I also wanted to claim Portland as home. I wanted it to be known as the city where I’d be in a week, a month, and a year. I wanted to prove that I had done it, that I had found a place and made it mine, a place that was just as special to me as the place where I had spent the first 22 years of my life. A place that wasn’t just part of the "I-just-graduated-college-and-need-a-wild-adventure-so-I'll-just-move-across-the-country" phase. A place that wasn’t just the next stop in a long line of them. Portland was more than that to me, so I crafted it into a home.

So when I hopped on that red-eye flight a month ago, I wasn’t sure what to expect from my visit. I wasn’t sure how to exist in Fargo while still being true to the home I left out West, the only home where I believed the real, messy growth could happen for me now. But as I got off the plane and slowly immersed myself back into my Fargo life, I started doing what I did in Portland. I put one foot in front of the other each day, opened my eyes each morning, and existed in the world the same way. (Or, at least mostly the same way. I had to drive a lot more because of the, you know,  -35 degree weather and wore more scarves than normal for that same reason.) But just like I did in Portland, I showed up, tried my best, and asked a lot of questions. I let the real, messy growth happen.

I was only in Fargo for two weeks, but I made it home. I allowed myself to find home there. I tossed out this silly idea that I could only have one home, and instead let myself believe that there was enough love and comfort and homeyness to go around in places that are 1500 miles apart. I did more than just show up in Fargo; I grabbed the microphone and took the stage and belted as loud as I could.

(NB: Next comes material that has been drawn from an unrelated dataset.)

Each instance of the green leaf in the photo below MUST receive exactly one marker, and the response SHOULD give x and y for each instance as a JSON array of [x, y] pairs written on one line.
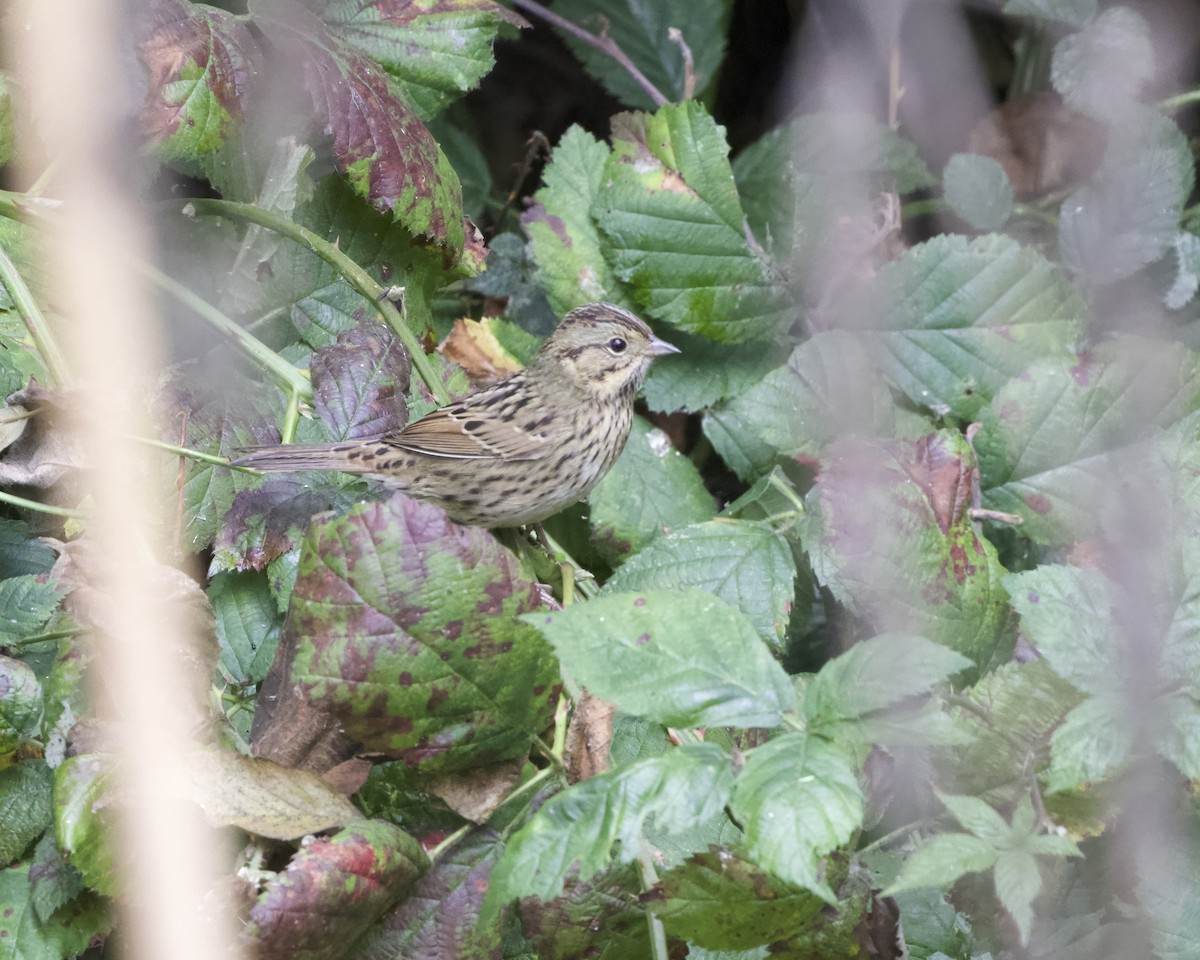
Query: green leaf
[[406, 627], [720, 901], [1128, 214], [21, 700], [941, 861], [359, 383], [706, 372], [797, 798], [651, 490], [378, 141], [334, 889], [83, 820], [978, 190], [640, 29], [875, 675], [28, 603], [442, 909], [25, 805], [1187, 277], [437, 52], [965, 317], [201, 61], [1075, 12], [828, 388], [247, 624], [639, 652], [1054, 437], [977, 817], [564, 239], [579, 827], [747, 564], [924, 570], [675, 231], [1018, 882], [1101, 70], [24, 936]]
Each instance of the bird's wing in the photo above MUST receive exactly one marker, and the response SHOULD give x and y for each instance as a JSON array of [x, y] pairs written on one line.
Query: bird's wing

I chatted with my 8th grade boyfriend, my junior year fling, and the man I kissed before moving to Portland. In the same night. At the same bar. I was the least helpful member of a trivia team, but was still invited back to play the next week. I disrupted an entire restaurant during dinner because who can contain laughter when talking about high school love?

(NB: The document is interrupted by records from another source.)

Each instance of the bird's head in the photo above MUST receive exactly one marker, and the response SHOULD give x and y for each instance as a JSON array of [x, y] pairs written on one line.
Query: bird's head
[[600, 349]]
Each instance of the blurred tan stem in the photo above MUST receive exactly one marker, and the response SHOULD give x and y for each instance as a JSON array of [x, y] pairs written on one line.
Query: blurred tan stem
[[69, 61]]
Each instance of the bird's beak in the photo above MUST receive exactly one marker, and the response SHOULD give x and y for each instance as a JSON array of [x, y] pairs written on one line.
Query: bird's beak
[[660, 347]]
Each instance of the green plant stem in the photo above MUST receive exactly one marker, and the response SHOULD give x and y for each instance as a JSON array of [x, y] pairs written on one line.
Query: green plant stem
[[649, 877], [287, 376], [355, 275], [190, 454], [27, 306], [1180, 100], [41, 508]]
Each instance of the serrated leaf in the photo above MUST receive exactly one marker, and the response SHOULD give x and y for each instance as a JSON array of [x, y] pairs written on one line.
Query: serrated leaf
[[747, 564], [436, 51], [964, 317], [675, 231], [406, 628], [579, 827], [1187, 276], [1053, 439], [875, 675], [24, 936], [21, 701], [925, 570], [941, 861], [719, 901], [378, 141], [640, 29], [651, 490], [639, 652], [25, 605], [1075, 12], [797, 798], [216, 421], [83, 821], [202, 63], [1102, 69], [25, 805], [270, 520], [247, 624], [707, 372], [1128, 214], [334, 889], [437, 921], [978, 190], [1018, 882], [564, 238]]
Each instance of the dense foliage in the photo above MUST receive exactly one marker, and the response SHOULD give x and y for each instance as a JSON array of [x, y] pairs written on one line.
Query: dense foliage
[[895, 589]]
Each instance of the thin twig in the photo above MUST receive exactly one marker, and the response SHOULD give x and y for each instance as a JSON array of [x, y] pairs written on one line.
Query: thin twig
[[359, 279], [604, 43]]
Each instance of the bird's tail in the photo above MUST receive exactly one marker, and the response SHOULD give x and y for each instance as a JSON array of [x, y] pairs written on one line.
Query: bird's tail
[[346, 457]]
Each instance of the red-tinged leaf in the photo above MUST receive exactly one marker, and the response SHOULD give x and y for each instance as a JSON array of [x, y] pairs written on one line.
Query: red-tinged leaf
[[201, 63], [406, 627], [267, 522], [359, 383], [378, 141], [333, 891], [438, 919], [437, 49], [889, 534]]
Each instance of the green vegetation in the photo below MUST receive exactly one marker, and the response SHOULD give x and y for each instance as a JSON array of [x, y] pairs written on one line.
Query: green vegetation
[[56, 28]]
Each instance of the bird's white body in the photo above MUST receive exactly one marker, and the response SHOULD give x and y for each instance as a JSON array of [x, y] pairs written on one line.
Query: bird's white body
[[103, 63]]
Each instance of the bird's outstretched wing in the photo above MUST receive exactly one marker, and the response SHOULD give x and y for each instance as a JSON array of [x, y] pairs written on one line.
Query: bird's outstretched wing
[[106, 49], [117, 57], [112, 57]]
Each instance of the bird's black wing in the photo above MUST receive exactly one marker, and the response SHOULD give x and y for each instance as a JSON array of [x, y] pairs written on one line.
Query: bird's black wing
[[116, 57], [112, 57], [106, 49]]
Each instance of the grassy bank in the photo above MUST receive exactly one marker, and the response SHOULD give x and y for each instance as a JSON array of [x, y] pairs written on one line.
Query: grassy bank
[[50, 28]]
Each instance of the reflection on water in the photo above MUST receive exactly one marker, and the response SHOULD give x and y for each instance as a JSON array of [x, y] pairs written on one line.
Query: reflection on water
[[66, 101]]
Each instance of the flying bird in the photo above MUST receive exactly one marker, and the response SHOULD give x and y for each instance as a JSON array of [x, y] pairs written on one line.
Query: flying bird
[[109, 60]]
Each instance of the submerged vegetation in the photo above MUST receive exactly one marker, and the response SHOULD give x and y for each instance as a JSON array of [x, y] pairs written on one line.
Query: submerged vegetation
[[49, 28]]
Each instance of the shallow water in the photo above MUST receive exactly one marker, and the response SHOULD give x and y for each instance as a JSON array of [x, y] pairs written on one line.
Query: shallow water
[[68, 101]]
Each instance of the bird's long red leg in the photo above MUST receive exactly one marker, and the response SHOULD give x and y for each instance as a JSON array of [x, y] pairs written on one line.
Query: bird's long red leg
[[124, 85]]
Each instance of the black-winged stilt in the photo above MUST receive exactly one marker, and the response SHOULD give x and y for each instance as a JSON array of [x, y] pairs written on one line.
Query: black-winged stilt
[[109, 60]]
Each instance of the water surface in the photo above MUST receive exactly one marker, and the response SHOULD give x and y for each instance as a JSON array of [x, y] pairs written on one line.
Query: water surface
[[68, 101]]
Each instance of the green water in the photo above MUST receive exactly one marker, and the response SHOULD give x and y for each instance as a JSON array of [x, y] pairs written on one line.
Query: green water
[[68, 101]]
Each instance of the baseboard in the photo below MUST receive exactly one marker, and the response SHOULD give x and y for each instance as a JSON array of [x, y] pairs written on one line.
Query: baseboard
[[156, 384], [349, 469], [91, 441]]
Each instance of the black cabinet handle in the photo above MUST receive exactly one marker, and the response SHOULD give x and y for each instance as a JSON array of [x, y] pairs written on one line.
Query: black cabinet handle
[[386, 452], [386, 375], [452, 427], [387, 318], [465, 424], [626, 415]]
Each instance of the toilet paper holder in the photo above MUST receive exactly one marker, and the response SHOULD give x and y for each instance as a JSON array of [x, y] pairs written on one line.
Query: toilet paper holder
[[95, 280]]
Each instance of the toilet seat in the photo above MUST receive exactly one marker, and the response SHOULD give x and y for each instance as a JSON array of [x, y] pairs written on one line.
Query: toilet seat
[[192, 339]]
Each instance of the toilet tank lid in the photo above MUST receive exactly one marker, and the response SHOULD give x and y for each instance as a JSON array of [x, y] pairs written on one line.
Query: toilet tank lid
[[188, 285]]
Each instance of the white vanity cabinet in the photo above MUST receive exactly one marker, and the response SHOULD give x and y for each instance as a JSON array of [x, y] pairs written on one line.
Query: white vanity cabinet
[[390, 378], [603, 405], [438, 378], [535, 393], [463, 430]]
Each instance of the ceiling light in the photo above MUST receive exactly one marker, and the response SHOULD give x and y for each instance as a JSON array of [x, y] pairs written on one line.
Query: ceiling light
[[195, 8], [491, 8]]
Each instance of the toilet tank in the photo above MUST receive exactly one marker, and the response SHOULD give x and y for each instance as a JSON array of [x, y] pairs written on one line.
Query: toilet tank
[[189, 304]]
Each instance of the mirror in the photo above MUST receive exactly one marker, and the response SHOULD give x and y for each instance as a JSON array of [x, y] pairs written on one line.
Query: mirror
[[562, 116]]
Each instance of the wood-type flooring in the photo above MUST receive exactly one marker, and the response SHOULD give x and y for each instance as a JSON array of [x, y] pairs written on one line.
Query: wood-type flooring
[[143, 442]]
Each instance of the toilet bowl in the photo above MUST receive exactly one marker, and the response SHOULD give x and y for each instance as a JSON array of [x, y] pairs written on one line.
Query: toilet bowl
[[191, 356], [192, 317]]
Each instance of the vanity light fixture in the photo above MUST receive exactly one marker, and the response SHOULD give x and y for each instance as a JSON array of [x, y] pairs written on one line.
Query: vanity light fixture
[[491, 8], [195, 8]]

I sat across from college-year mentors—professors and bosses and advisors, sharing tea or hot chocolate or a meal—who are still mentors, but now, are also friends. I baked sugar cookies from the same recipe, in the same mixing bowl, and with the same kind of sprinkles that my family has used for as many years as I am old. I navigated from one end of town to the other without checking Google Maps, accurately guessed how long it would take get there, and never needed to parallel park. Ever. 

I connected with someone I’ve known from a distance, ate at restaurants that didn’t exist a year ago, and stayed in a new house with a new dog and a new family member. Fargo reminded me of the life I wasn't living full-time anymore, but that didn't mean I had to hold back from life there. Fargo was full of life. Old and new, fun and serious, good and bad. And home is where there is life.

Home is Fargo. And home is Portland. Home is wherever you find it, wherever you are or allow yourself to be in a given moment. Wherever you find yourself surrounded by—or sometimes looking for—love and people and life. Or wherever you find yourself surrounded by—or sometimes running from—challenges and questions and the hard realities of life. Sometimes, home is the place you can’t wait to return to after a vacation, and sometimes it’s the place you can’t wait to leave after a rough patch of life. Home is where you’re from, where you are, and where you’ll be.

Home is Fargo. Home is Portland. Home is where you make it yours.